Après le couscous et l’harissa ou Alain nous avait rejoint, on a eu le malheur de boire de l’eau. On a très vite eu la langue et le palais en feu et nos deux sadiques se marraient. Bandés comme des cerfs, ils se sont levés et mené dehors. Et fait mettre à genoux face à leurs sexes raides, le jet puissant de leur pisse a jailli vers nous avec interdiction de s’approcher. J’ai reçu la pisse sur le crâne avant de me pencher en arrière pour la recevoir dans la bouche. Le liquide chaud a apaisé un peu l’effet de l’harissa sur ma langue et mon palais.
Jimmy de son côté recevait le jet d’Alain. Lui le sexe libre, bandait de boire l’urine.
Une fois les vessies vidées on a du se rouler des pelles, Jimmy et moi avant de pouvoir sucer tour à tour Alain et Karim. S’ils bandaient au début nos bouches encore brûlantes ont grossit leurs sexes un maximum. Le sperme a vite jailli. Surprenant par la force du jet.
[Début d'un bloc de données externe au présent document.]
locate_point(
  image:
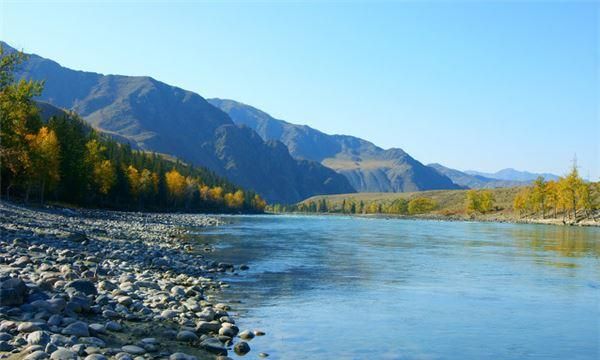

Profitant du moment ils nous ont installé tête-bêche sur l’herbe et j’ai sucé Jimmy. La peau de son ventre lisse était douce et j’ai vu la bite d’Alain passer sous moi et s’enfoncer dans l’anus de Jimmy qui a à peine réagi. Il me suçait la nouille, plus si vaillante qu’avant. Il a écarté mes couilles pour voir Karim me prendre et aller et venir. Sortant à chaque fois de mon anus pour bien le forcer à se détendre. Ma nouille ne réagissait qu’à peine malgré les efforts de pompe de Jimmy.
La voix de Karim au-dessus de moi : Écrase les dans tes mains. Il va bien éprouver un peu de plaisir.
Je n’ai pu couiner mais ma nouille a du baver, barbouillant le visage de Jimmy.
Quand ils ont joui et se sont retirés on a dû se lécher l’anus l’un l’autre. Jimmy avait un trou bien rond qui laissait couler le sperme d’Alain. Mignon comme tout. Au tour de Jimmy il a eu un petit cri.
Tu n’as plus l’anus normal il forme presque des lèvres qu’il faut écarter.
Ne parle pas, écarte et lèche bien comme si tu léchais une fille.
Je n’ai jamais fait ça mais en écartant bien, c’est un vrai gouffre.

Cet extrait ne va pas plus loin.